I personally feel the reason cryoablation is not being embraced is that it works too well and it would be taking money away from the “cancer machine” by which physicians make more money when people are ill. There is little incentive to do a 20 to 30 minute office visit with ultrasound to freeze a cancer that might never come back again. US medicine is an illness-based system, not a  prevention-based system. Women are the pawns on the allopathic medical chess board.

I recently conducted a local survey here in Eugene, Oregon when a fee-for-service patient of mine without any insurance wanted to know what a simple mastectomy might cost her and her family. She had a very abnormal thermogram and I had begun to send her through the system to get structural studies done, a biopsy, and a surgical consult. When she asked me how much it would cost, I did not know, so I started calling offices at the hospital to find out. It was eye-opening for me.

I called the following offices: radiology to get the costs for mammogram and ultrasound; pathology to find out about the cost of needle and excisional biopsy samples. Then I called one of the local surgical groups to find out about the costs for the surgical consult prior to surgery, the surgical procedure itself, and post-op visits. Then I called the anesthesia department to get the pre-surgery anesthesiology visit charge and cost for the anesthesiologist’s services during surgery. Then I called outpatient day surgery and asked also what it would cost for hospital facility fees if there was an overnight stay, plus post-op care in the recovery area, IVs, medications, etc. After all these calls, I discovered a simple mastectomy in Eugene, Oregon ranged between $57,000 and $57,500! These fees may be higher in other regions of the U.S.

I was shocked and amazed to know how much this would cost this farmer’s wife who was homeschooling her kids, and who currently had no insurance!

As a postscript in this case, I want to let the readers know that I also contacted the hospital social services department and after several phone calls, I was able to get this woman enrolled in the Oregon Health Plan/Obama Care so that her upcoming breast cancer treatment would not bankrupt her and her family.
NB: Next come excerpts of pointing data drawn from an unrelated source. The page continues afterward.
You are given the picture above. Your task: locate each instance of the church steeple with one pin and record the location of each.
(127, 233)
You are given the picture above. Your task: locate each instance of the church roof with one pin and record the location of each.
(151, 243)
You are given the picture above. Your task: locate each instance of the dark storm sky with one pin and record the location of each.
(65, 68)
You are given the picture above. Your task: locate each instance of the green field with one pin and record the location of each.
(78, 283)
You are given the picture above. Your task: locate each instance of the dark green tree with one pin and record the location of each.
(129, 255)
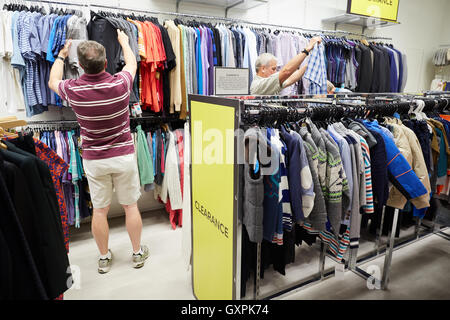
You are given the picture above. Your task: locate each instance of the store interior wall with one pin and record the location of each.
(423, 27)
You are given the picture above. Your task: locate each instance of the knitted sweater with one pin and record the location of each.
(318, 216)
(336, 186)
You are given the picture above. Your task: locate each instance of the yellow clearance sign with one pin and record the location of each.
(383, 9)
(213, 206)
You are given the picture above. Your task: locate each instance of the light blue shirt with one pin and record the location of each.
(344, 150)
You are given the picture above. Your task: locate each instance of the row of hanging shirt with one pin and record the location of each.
(67, 145)
(32, 41)
(160, 155)
(327, 175)
(358, 66)
(177, 58)
(160, 158)
(34, 239)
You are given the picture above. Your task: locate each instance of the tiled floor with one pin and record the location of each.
(419, 271)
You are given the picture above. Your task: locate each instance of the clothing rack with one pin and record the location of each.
(256, 107)
(229, 20)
Unfortunately, this financial forecast of what breast cancer costs a woman is not yet complete. Now, these previously mentioned medical/surgical fees do not take into consideration what might come next for this woman if she were sent to medical oncology for chemotherapy or radiation oncology or, worst case scenario, to both departments if she had an invasive cancer with positive lymph nodes. This woman might also be put on estrogen blockers like Tamoxifen and be subject to the costs and medical oversight that go along with that. This was harder for me to estimate, but several of my client cancer survivors who had gone that route told me that, conservatively, that might total another $50,000 or $60,000 or more on top of the surgery. You might easily be up over $110,000 to over $120,000 to treat your breast cancer!

You can now see why I have been so passionate about promoting “Prevention IS the Cure!” after learning the financial strain as well as the emotional and physical suffering a woman and her family go through after being handed a breast cancer diagnosis.